Investment in renewables led by wind and solar power sees record $495bn committed last year, followed closely by e-mobility sector, but global transition spend must triple to hit 2050 net zero targets, says BloombergNEF

Spending on the global transition from fossils to renewables by financial institutions, companies and governments, along with other commercial ‘end-users’, broke through the $1trn barrier last year, jumping 31% and putting clean energy-linked investment on level-pegging with oil & gas for the first time, according to a new Bloomberg New Energy Finance (BNEF) report.

Overcoming worldwide supply chain disarray and macroeconomic uncertainties sparked by Russia’s invasion of Ukraine in 2022, capital investment in the clean and low-carbon energy space totalled a record $1.1trn “as the energy crisis and policy action drove faster deployment of [renewables] technologies”, the research house said in its latest Energy Transition Investment Trends.

Renewables – led by wind and solar power – remained the largest recipient in investment terms, achieving a new record of $495bn committed last year, up 17% from 2021. But electrified transport, spanning electric vehicles and charging infrastructure, came close to taking top place, with $466bn spent in 2022, an 54% increase year-on-year.

The report found “almost every sector” achieved a new record level of investment in 2022, with only nuclear power’s capital spend “staying broadly flat”.

“Our findings put to bed any debate about how the energy crisis will impact clean energy deployment,” said Albert Cheung, BNEF’s head of global analysis. “Rather than slowing down, energy transition investment has surged to a new record as countries and businesses continue to execute on transition plans.

“Investment in clean energy technologies is on the brink of overtaking fossil fuel investments and won’t look back. These investments will drive short-term job creation and help to address medium-term energy security objectives.

“However,” Cheung cautioned, “much more investment is needed to get on track for net zero in the long term.”

A surprise came with the finding that the hydrogen sector – which is currently seeing high-profile interest from the private sector and growing government policy support – received the “least financial commitment” at just $1.1bn in 2022, 0.1% of the total global energy transition spend though “more than triple” than in the year before.

BNEF’s data highlighted that China was “by far” the leading country for attracting energy transition investment, accounting for $546bn – half of the global total, with the EU, treated as a single bloc, seeing a $180bn spend, a facto second, and the US third with $141bn.

Despite 2022’s record-setting results, global investment in lower-carbon technologies was still “woefully short of what is needed to confront climate change”, BNEF noted, pointing to a 2050 net zero trajectory requiring investment “immediately triple”.
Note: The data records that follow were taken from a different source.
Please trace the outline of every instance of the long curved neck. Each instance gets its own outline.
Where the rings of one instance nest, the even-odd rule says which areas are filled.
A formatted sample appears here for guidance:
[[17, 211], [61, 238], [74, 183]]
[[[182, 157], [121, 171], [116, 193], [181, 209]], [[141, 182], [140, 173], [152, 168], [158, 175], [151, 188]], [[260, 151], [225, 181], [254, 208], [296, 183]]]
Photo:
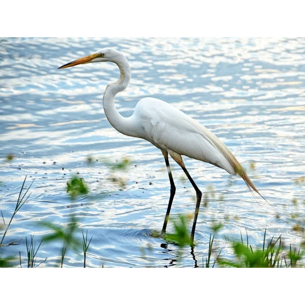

“Including the additional $274bn invested in the power grid, energy transition investment hit $1.38trn in 2022. By comparison, the world must invest an annual average of $4.55trn for the remainder of this decade in order to get on track under BNEF’s Net Zero Scenario,” said Cheung.

Clean energy manufacturing investment grew to $78.7bn in 2022, up from $52.6bn the year before, with battery gigafactories totting up $45.4bn, while PV panel fabrication pulling in $23.9bn. China accounted for 91% of this worldwide spend.

“Manufacturing capacity for clean energy technologies is unlikely to be the major bottleneck to achieving net zero,” said Antoine Vagneur-Jones, BNEF’s head of trade and supply chains research.

“However, from a supply chain diversification point of view, the picture has not changed much. China is investing by far the most in building out its clean energy supply chain, and it remains to be seen if other regions can capture significant market share.